Le rapporteur, Eugène Berger, a mis l’accent sur un texte qui est "dans l’intérêt de la stabilité de la place financière", un avis largement partagé par les députés, à l’exception de Justin Turpel (Déi Lénk). Saluant un "projet équilibré", le ministre des Finances, Pierre Gramegna, s’est félicité de la large majorité recueillie par le texte. Une majorité qu’il juge importante pour la place financière, témoignant de la continuité dont celle-ci a besoin selon lui. Le ministre a souligné, comme Laurent Mosar (CSV) et Franz Fayot (LSAP) avant lui, que ce projet de loi s’inscrit dans une mosaïque d’autres textes constituant un cadre réglementaire qui évolue vite depuis la crise financière et dans lequel l’UE joue un rôle de pionnier en montrant la voie de la réglementation. Aux yeux de Pierre Gramegna, c’est une chance pour le Luxembourg que l’UE légifère beaucoup en la matière, car cela offre au Grand-Duché plus de sécurité : "le parapluie européen nous protège", estime en effet le ministre.

Un débat qui a permis de retracer les principales pierres d’achoppement du projet de loi apparues au fil de la procédure

Comme le débat l’a montré, ce texte avait fait l’objet d’avis critiques tant de la part de la BCE que du Conseil d’Etat. Des avis qui étaient en partie contradictoires et qui ont donc nécessité d’intenses discussions pour parvenir à une solution satisfaisant en fin de compte toutes les parties.
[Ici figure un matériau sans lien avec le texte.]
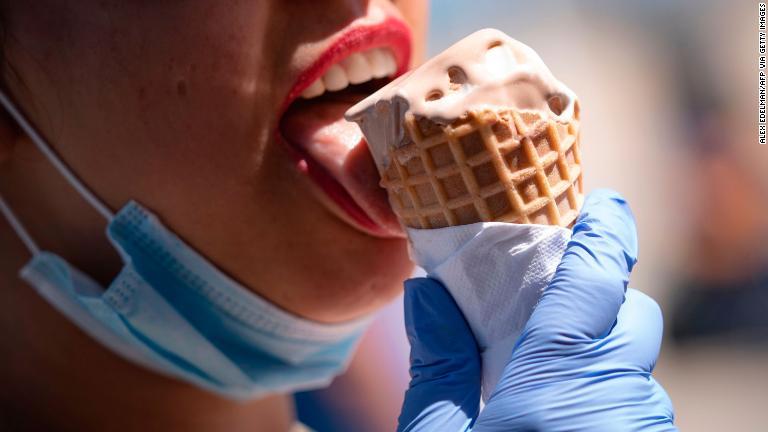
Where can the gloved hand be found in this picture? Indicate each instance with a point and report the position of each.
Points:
(583, 361)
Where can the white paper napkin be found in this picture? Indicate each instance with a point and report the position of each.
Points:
(496, 273)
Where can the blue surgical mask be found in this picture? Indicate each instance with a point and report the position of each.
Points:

Le Comité du risque systémique luxembourgeois sera constitué de représentants du Ministère des Finances, de la CSSF, de la BCL et du Commissariat aux assurances. Ce choix sur la composition du Comité a fait l’objet d’importantes discussions, la BCE ayant dans son avis critiqué le rôle limité octroyé à la BCL en matière de surveillance macro-prudentielle. Comme l’a souligné Eugène Berger, il existe différents modèles en Europe et le Luxembourg a choisi le modèle allemand, qui a fait consensus. Comme il l’a expliqué, la BCL, le Commissariat aux assurances et la CSSF se partagent déjà différentes compétences de surveillance du secteur financier. Si les banques centrales assurent le rôle de superviseur dans beaucoup de pays, ce modèle n’aurait fait aucun sens au Luxembourg où les compétences de supervision sont réparties entre différentes institutions, a abondé dans son sens le ministre des Finances, Pierre Gramegna, qui en conclut que la composition du Comité du risque systémique tient tout simplement compte de la réalité de la supervision au Luxembourg.

Et la BCL garde un rôle important dans ce modèle, puisqu’elle assurera le secrétariat du futur comité, a-t-il été souligné de toutes parts. Tout comme la CSSF, dont le ministre a souligné l’importance en matière de supervision micro-prudentielle. Toutes les décisions seront prises à l’unanimité, a précisé Eugène Berger, qui y voit une garantie que la BCL ne court aucun risque d’être contournée. Le député Franz Fayot a pour sa part évoqué une bonne solution qui a pu satisfaire tout le monde et qui, par sa collégialité, reflète la tradition du dialogue chère au Luxembourg. Quant à Henri Kox (Déi Gréng), il voit dans la composition de ce Comité une application typique du modèle luxembourgeois à la supervision financière.

Autre problème soulevé, notamment par le Conseil d’Etat, celui de la confidentialité des informations permettant aux différents représentants des institutions de surveillance de pointer un éventuel risque. "Il est évident que chacun apportera les informations utiles au travail du comité" qui constituera une sorte de "communauté de confidentialité", comme l’a formulé Eugène Berger.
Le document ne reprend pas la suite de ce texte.